Prayer and RestWomen today have more rights than our ancestors. As we have made progress it is odd that the loudest voice in the current women’s movement is for abortion. I would rather support the right of women to give birth in the setting that they choose. Across the world there is unresolved controversy over midwifery and home birth.

At the same time that suffragists were fighting for a woman’s right to vote, the medical system in the United States, was fighting against the practice of midwifery.

For the past few years I have been researching the life of Hanna Pörn and her court case. She was a Finnish midwife that received a certificate of midwifery from the Chicago Institute of Midwifery. She lived and worked in the Finnish/Swedish community of Gardner, Massachusetts. After eight years of practice, having better statistical outcomes than the local doctors, she was arrested for practicing medicine without a license. The case went to the district court, and was appealed several times. In 1909 she was found guilty and sentenced to two months in jail.
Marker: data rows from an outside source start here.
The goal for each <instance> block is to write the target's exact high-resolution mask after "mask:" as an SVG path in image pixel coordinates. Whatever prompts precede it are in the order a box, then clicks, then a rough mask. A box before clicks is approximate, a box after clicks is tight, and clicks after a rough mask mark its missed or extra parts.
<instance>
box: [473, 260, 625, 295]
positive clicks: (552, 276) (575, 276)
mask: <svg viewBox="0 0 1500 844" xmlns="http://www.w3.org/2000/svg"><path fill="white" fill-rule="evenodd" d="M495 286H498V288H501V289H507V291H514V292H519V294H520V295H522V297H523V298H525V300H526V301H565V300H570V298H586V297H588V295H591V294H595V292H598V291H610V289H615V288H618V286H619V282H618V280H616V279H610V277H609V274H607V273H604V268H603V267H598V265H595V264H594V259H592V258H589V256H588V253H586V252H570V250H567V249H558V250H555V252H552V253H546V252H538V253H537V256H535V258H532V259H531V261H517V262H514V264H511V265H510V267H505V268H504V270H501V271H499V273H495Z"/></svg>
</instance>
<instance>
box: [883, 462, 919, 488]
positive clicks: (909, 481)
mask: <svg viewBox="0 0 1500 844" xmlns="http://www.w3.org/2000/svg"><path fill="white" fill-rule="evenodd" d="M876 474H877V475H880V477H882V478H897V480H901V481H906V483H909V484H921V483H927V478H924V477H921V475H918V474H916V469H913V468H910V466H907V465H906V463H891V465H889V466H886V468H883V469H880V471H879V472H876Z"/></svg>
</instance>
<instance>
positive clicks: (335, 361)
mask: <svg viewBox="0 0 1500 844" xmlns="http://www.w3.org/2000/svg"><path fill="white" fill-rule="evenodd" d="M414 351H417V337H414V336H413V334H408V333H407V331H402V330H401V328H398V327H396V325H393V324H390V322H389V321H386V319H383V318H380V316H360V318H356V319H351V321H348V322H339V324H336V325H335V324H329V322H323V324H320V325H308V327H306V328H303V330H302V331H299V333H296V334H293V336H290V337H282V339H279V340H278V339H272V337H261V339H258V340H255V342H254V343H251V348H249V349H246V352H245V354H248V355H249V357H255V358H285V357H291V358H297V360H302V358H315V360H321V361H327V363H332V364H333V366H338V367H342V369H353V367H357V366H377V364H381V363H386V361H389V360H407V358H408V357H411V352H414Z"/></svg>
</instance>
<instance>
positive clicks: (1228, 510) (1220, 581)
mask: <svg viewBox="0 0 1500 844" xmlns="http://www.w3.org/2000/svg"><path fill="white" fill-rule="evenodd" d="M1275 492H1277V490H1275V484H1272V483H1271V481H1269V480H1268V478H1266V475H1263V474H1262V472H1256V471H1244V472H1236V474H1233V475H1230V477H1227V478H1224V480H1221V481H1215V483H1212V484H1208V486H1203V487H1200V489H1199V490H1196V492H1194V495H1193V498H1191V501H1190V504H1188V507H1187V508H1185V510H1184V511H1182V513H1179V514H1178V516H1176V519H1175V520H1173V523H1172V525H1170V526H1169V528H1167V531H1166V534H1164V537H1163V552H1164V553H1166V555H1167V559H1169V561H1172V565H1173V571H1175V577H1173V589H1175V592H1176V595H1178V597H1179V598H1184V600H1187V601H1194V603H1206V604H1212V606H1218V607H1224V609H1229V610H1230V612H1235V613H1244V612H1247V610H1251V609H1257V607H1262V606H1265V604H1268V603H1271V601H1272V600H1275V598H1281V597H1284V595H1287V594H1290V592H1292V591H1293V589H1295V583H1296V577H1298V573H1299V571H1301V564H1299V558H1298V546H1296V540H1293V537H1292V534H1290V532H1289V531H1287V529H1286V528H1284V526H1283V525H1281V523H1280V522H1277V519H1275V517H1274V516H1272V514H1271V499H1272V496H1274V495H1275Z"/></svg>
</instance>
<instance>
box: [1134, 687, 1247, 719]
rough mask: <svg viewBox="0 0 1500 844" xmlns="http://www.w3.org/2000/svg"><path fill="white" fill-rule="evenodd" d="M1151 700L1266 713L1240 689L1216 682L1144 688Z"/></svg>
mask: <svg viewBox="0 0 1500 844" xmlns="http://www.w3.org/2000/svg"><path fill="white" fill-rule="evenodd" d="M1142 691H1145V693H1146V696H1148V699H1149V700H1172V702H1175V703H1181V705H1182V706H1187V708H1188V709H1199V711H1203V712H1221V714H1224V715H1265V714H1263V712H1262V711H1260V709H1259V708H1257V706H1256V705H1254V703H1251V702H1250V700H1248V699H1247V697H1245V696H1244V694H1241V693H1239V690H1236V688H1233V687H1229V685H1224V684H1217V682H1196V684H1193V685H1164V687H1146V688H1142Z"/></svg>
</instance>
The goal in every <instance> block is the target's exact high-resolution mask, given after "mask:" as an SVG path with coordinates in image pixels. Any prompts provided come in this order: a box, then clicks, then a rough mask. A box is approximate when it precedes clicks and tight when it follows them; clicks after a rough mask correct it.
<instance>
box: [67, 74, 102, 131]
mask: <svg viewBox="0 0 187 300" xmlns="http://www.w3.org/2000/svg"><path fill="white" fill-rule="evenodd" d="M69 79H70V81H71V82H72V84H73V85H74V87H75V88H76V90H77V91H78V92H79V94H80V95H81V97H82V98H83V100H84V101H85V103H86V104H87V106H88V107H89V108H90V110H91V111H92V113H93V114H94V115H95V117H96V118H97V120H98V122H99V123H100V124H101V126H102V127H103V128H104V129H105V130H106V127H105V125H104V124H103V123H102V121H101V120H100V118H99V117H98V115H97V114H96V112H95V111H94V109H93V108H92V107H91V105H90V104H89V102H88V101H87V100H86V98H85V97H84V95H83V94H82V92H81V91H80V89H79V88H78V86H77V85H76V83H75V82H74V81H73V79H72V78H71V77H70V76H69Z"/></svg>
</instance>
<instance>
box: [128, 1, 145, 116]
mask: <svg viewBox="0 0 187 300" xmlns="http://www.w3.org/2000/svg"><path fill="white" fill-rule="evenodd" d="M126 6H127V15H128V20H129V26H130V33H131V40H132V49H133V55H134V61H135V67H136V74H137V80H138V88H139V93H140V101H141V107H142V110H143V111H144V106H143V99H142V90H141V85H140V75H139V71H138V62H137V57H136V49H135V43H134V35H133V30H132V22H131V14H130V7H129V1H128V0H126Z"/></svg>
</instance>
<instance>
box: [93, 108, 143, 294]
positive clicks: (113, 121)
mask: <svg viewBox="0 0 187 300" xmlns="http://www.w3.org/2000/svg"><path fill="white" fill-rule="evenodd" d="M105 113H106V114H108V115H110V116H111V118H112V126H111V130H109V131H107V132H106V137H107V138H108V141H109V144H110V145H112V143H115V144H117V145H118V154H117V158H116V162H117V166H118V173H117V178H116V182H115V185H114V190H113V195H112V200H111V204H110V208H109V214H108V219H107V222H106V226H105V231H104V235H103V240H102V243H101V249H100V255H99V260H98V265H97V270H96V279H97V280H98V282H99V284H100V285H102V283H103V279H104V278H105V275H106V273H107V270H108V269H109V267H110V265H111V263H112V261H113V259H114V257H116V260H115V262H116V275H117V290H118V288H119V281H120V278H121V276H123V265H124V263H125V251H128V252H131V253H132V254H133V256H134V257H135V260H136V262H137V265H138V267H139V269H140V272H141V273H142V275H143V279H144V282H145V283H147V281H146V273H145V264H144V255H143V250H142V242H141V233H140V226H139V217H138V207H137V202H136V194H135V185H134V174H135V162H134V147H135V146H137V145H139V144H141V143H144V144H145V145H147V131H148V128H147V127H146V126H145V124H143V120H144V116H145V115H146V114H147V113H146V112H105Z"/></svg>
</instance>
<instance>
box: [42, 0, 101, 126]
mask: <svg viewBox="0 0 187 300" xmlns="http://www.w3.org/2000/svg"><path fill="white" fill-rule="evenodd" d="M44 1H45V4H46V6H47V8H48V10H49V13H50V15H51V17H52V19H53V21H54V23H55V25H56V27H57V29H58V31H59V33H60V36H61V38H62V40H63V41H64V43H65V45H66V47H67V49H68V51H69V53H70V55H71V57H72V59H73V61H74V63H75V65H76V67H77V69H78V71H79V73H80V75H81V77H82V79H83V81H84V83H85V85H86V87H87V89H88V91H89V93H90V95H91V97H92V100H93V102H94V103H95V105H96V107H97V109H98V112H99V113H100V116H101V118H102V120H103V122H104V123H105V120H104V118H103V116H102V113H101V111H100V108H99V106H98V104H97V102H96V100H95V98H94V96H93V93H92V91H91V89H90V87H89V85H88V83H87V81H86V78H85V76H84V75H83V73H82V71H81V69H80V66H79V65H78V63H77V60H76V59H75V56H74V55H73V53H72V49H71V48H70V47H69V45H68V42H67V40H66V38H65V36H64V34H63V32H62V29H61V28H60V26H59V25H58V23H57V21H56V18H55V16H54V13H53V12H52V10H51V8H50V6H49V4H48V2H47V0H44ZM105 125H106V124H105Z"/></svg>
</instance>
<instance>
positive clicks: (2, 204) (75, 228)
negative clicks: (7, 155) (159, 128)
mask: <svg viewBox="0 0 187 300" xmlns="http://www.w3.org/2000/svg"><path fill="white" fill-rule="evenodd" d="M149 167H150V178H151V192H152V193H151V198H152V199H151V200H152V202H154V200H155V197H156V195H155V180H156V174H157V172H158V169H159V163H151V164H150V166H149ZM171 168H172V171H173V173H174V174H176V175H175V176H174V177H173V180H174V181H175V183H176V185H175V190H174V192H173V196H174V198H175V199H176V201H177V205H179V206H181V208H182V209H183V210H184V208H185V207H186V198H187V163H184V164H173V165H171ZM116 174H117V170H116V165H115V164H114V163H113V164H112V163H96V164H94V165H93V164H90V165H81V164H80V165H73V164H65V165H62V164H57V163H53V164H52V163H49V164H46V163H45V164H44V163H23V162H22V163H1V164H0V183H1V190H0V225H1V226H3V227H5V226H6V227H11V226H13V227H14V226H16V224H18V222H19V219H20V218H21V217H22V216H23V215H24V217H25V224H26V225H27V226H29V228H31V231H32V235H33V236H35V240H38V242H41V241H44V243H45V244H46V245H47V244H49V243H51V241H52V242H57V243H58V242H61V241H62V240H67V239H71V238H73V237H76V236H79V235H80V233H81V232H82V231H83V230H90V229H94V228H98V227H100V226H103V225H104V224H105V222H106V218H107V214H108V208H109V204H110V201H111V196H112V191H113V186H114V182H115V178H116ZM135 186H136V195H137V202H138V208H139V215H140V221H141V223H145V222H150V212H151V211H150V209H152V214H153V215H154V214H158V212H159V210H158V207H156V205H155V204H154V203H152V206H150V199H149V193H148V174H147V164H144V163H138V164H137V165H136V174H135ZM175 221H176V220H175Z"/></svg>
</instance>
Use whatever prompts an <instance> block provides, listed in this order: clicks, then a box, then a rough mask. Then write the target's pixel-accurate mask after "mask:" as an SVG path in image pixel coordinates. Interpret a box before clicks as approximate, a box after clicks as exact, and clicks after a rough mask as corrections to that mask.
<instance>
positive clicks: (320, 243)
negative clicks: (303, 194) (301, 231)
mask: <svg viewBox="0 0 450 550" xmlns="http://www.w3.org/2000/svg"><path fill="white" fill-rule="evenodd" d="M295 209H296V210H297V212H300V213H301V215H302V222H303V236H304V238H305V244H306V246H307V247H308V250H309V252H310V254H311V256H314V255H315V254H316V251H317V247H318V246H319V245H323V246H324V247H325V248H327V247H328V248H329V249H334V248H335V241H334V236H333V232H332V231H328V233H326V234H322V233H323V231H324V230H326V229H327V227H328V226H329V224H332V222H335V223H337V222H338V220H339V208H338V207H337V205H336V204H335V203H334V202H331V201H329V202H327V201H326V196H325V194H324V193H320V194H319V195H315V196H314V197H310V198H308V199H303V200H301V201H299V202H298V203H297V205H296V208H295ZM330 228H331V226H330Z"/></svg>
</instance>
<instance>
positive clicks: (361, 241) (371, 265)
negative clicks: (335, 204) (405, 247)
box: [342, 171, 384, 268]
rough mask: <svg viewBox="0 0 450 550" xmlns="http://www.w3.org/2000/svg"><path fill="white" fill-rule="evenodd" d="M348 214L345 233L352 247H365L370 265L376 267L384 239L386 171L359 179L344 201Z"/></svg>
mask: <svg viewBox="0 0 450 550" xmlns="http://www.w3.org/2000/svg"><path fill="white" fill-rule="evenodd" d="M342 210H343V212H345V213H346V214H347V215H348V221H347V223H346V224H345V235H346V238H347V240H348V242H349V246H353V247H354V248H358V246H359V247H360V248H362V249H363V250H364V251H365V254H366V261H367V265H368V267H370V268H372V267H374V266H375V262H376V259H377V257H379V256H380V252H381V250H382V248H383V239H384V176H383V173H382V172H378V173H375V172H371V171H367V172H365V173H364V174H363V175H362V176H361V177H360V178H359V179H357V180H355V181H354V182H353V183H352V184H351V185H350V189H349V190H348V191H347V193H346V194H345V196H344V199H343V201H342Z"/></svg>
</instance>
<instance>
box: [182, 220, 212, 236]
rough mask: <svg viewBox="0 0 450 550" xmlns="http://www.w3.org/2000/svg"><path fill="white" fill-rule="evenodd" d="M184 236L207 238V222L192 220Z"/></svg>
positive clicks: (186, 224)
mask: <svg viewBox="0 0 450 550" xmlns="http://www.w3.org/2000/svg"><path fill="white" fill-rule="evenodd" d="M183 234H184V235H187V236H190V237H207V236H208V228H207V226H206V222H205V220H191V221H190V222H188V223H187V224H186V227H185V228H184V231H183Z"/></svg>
Other countries have had lawsuits against midwives. In recent years Agnes Gereb left her position as an obstetrician and trained as a home birth midwife in Hungary. After delivering many babies in the home setting, she was arrested because one baby died. She was placed in house arrest and the case has been moving through the courts. You can read about her case here.

Today my husband handed me the Wall Street Journal pointing out this article, Sweden Blacklists an Antiabortion Midwife. Ellinor Grimmark trained as a midwife in Sweden in response to the current shortage of midwives.

In spring 2013, with one term left in her studies, she asked supervisors at the hospital where she planned to work to accommodate her conscience rights. [She did not want to participate in abortion.]

She received a furious call from one manager. “How could you even think of becoming a midwife with these opinions?” *

It is a strange world if, in order to attend the birth of babies, you must be willing to kill babies. This brings to mind the Biblical account of two midwives.

The king of Egypt said to the Hebrew midwives, whose names were Shiprah and Puah, “ when you help the Hebrew women in childbirth and observe them on the delivery stool, if it is a boy, kill him; but if it is a girl let her live.” The midwives however feared God and did not do what the king of Egypt told them to do; they let the boys live. Exodus 1: 15-17

Ellinor Grimmark was unable to secure a position in Sweden and is now living and working in Norway. Swedish mothers are coming to Norway to give birth.

Many women are seeking a kinder, gentler way of birth.   Birth  has    physical, emotional and spiritual aspects. Midwives understand this.

So  much  emphasis  is  placed  on  the   physical aspect of birth alone—treating pregnancy like an illness. Frequently, aggressive management of labor takes place in the hospital—and there are consequences. We need to swing the pendulum back. Let labor and birth take place at a natural pace. Midwives have an important role in providing healthy birth care.

In Illinois the Home Birth Safety Act is up for debate in the senate.      Thirty-two states allow midwives to provide home birth care. Illinois should join these states and pass SB 1754. If you live in Illinois, call your state senator and ask him to support SB 1754.

*Sweden Blacklists an Antiabortion Midwife, The Wall Street Journal, April 10, 2017, A17.